Global anti-realism, as I will call it, raises the question of how language of any kind, including scientific language, can engage with, or hook onto, the world. Its defenders observe that we have no way of coming face to face with reality to read off facts about it, by way of perception or in any other way. We can view the world only from our humanly generated perspectives and describe it in the language of our theories. We are forever trapped within language and cannot break out of it to describe reality "directly" in a way that is independent of our theories. Global [|] anti-realism denies we have access to reality in any way, and not just within science. (Chalmers 1999: 227-228)

The prison of language cannot be broken out of; there is no-where to go.

The logician Alfred Tarski demonstrated how, for a reasonably simple language system, paradoxes can be avoided. The crucial step was his insistence that, when one is talking of the truth or falsity of the sentences in some language, one must carefully distinguish sentences in the language system that is being talked about, the "object language", from sentences in the language system in which talk about the object language is carried out, the "metalanguage". Referring to the paradox involving the card, if we adopt Tarski's recommendation then we must decide whether each sentence on the card is in the language being talked about or in the language in which the talking is being done. If one follows the rule that each of the sentences must be in either the object or the metalanguage but not in both, then neither sentence can both refer to the other and be referred to by the other, and no paradoxes arise. (Chalmers 1999: 229)

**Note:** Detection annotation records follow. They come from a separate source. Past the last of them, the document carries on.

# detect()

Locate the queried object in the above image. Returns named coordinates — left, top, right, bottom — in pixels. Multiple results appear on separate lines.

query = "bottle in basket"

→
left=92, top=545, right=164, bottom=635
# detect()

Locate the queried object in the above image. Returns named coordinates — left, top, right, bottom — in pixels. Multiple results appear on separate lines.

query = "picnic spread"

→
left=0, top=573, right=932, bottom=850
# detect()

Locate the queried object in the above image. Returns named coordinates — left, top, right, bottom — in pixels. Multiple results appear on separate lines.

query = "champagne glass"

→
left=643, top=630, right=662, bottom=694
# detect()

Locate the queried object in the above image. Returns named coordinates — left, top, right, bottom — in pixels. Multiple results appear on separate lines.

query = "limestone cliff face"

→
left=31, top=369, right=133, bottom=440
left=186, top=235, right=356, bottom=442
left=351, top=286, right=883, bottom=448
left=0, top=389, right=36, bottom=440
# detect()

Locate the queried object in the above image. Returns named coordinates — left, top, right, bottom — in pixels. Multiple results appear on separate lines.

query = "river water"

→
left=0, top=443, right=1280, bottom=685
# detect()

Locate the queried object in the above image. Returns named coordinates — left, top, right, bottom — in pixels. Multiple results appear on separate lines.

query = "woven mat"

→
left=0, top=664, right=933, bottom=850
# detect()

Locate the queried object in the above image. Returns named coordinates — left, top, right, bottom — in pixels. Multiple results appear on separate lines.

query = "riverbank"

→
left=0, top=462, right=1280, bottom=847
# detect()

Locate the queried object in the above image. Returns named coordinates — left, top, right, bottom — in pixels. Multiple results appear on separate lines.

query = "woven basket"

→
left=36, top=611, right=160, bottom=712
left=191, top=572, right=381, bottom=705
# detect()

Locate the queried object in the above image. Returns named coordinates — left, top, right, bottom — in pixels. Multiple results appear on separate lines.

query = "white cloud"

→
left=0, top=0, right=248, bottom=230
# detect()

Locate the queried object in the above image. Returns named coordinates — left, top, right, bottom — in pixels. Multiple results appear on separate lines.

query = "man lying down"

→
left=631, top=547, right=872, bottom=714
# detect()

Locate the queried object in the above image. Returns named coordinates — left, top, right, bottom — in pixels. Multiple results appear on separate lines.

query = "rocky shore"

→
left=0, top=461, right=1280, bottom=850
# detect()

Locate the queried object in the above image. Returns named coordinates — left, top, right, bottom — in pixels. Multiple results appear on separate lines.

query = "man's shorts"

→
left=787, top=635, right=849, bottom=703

Quite understandably explained. I have never cared to look up what Tarski's metalanguage (whence Jakobson admitted deriving his "metalingual" function, as opposed to the designation he used beforehand, "autonymous") was about but am glad to have this explanation.

In the closing decades of the nineteenth century Duhem, along with other notable anti-realists such as Ernst Mach and Wilhelm Ostwald, refused to take the atomic theory literally. It was their view that unobservable atoms either have no place in science or, if they do, should be treated merely as useful fictions. The vindication of the atomic theory to the satisfaction of the vast majority of scientists (including Mach and Ostwald, but not Duhem) by 1910 is taken by realists to have demonstrated the falsity, and the sterility, of anti-realism. (Chalmers 1999: 237)

Oops the useful fictions proved to be real.